BARCELONA — More than 20% of patients taking antipsychotic medications for schizophrenia were at risk for diabetes, more than 30% had undiagnosed hyperlipidemia, and more than 50% had undiagnosed hypertension, a large European epidemiologic study has found.
The findings drive home the need for continuous monitoring of patients taking these drugs, Dr. Marc de Hert and his colleagues wrote in a poster presented at the annual congress of the European College of Neuropsychopharmacology.
The observational study was launched in 2006; it included 2,270 patients with schizophrenia recruited in 12 European countries. Patients made a single clinic visit, during which they underwent a metabolic workup that included measurement of fasting blood glucose, weight, waist, hips, and blood pressure. The patients' median age was 41; 55% were male. Most (76%) had paranoid schizophrenia; the median duration of illness was 11 years.
The most frequently used typical antipsychotics were haloperidol (48%) and zuclopenthixol (20%). The most frequently used atypicals were risperidone (25%), olanzapine (23%), clozapine (19%), amisulpride (17%), and quetiapine (12%).
Only 4% of the patients had a diagnosis of diabetes, yet an additional 24% either had or were at risk of the disorder, wrote Dr. de Hert of the Catholic University Louvain (Belgium). Of these 559 patients, 75 had a fasting blood glucose of at least 126 mg/dL, consistent with diabetes, and 484 presented with an impaired fasting glucose of 100–126 mg/dL. Seven percent (161) previously had been diagnosed with hyperlipidemia.
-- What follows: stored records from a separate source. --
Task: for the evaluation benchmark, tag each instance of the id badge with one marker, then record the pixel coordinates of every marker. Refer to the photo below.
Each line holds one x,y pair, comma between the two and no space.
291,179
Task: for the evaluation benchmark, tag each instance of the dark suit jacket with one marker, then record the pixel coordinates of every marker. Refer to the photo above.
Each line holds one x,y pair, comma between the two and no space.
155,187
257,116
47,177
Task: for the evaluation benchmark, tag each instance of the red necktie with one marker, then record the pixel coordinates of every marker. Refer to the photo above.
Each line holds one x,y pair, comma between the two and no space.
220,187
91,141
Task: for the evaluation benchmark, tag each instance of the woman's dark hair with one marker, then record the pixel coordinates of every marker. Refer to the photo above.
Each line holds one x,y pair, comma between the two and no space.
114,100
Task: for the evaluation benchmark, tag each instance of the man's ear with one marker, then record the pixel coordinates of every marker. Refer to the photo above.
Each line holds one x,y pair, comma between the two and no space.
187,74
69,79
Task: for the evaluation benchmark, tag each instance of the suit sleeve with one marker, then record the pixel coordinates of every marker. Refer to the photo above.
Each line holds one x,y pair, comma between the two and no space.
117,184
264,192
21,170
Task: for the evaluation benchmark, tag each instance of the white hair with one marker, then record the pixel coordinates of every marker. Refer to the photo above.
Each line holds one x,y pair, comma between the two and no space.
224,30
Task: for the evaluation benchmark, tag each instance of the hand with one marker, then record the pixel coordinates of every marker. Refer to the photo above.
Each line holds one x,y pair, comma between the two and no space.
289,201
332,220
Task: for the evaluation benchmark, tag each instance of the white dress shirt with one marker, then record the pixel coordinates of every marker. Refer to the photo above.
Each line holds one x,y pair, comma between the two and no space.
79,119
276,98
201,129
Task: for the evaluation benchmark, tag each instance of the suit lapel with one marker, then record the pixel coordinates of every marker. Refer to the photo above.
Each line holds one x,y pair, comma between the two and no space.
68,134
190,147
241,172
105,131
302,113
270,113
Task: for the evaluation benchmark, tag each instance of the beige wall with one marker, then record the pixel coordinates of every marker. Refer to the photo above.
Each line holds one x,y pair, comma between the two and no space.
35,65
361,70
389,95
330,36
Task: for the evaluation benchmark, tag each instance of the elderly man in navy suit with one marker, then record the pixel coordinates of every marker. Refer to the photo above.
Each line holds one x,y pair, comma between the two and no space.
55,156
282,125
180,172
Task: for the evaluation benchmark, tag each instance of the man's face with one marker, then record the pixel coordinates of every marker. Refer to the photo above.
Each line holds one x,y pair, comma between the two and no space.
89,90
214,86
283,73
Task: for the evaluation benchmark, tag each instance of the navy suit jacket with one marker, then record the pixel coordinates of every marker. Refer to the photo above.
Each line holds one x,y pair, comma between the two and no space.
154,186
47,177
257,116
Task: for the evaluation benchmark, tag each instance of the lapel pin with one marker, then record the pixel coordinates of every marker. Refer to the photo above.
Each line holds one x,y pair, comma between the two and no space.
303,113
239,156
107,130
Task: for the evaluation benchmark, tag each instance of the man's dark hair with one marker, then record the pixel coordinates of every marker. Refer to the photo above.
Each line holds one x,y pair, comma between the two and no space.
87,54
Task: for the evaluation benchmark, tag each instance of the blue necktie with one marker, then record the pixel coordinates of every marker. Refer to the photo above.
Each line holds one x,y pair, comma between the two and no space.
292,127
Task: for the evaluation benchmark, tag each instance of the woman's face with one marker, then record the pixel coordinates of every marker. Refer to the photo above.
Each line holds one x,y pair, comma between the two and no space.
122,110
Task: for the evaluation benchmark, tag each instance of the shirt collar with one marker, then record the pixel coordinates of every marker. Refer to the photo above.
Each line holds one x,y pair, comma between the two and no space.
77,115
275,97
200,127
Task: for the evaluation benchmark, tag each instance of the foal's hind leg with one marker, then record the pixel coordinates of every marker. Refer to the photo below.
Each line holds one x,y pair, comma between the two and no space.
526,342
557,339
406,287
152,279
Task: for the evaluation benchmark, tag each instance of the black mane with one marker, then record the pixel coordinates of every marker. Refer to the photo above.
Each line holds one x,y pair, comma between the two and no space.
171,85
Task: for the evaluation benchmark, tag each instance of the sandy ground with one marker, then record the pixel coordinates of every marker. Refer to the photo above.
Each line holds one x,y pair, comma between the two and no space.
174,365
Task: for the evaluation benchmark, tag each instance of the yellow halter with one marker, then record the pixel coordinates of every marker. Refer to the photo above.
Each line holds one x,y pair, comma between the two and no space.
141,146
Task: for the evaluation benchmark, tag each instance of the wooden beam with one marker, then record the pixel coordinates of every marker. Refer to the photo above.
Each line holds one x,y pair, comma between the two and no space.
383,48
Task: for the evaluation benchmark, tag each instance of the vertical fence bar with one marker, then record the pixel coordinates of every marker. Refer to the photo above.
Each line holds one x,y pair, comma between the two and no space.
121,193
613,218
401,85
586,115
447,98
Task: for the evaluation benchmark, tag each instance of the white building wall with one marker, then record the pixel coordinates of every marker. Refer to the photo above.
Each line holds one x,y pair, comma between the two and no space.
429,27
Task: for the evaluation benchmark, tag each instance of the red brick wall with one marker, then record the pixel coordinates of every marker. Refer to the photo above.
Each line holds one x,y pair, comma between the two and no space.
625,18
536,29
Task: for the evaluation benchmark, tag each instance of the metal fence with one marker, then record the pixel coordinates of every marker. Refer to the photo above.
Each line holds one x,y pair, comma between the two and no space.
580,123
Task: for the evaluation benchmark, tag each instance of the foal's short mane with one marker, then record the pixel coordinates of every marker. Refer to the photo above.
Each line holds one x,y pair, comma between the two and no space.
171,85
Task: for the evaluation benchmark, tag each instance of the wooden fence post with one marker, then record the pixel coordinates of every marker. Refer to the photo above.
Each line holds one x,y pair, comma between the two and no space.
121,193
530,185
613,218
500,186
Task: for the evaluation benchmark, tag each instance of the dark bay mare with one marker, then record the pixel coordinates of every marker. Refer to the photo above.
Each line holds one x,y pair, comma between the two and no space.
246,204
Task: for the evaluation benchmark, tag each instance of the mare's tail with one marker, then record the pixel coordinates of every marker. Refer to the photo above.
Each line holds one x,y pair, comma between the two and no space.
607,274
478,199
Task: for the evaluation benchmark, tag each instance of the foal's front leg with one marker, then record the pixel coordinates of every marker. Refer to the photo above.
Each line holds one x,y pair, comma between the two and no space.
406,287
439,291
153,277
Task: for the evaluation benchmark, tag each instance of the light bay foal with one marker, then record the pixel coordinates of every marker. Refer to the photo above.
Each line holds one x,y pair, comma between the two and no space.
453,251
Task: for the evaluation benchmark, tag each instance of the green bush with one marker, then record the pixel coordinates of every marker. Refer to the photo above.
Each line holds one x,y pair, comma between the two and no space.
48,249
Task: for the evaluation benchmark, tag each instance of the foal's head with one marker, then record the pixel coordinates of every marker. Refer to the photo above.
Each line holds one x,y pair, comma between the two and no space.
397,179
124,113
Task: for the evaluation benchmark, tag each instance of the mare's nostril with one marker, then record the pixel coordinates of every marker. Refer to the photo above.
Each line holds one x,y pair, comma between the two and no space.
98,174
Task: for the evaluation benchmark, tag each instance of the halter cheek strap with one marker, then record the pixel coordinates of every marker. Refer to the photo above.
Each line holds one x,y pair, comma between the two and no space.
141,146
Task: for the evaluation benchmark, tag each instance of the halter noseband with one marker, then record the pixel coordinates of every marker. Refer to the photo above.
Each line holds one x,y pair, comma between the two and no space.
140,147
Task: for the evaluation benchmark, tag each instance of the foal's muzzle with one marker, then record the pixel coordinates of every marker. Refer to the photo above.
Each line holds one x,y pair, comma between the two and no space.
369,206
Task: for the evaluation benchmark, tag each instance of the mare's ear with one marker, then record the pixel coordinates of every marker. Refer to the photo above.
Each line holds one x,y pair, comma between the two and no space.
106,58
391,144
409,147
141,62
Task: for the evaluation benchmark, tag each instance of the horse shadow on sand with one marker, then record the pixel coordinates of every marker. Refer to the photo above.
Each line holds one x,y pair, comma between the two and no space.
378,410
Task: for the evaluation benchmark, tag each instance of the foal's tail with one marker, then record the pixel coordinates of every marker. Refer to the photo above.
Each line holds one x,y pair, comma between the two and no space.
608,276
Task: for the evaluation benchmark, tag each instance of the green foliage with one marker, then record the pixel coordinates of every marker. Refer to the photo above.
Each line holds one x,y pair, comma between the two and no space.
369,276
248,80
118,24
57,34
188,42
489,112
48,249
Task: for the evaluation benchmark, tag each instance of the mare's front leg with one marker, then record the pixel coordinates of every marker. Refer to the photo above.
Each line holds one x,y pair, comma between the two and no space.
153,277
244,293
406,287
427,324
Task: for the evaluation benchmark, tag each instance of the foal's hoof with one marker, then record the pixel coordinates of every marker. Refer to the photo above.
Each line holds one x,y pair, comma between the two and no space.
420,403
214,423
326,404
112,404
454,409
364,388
However, an additional 54% of the cohort had undiagnosed hyperlipidemia at the time of the exam.
Hypertension previously had been diagnosed in 248 patients. But at the study visit, an additional 738 patients (32%) had elevated blood pressures; elevations were significantly more likely in those taking a typical than an atypical antipsychotic.
The incidence of metabolic syndrome was similar in both groups (37%).
This study was sponsored and funded by Sanofi-Aventis.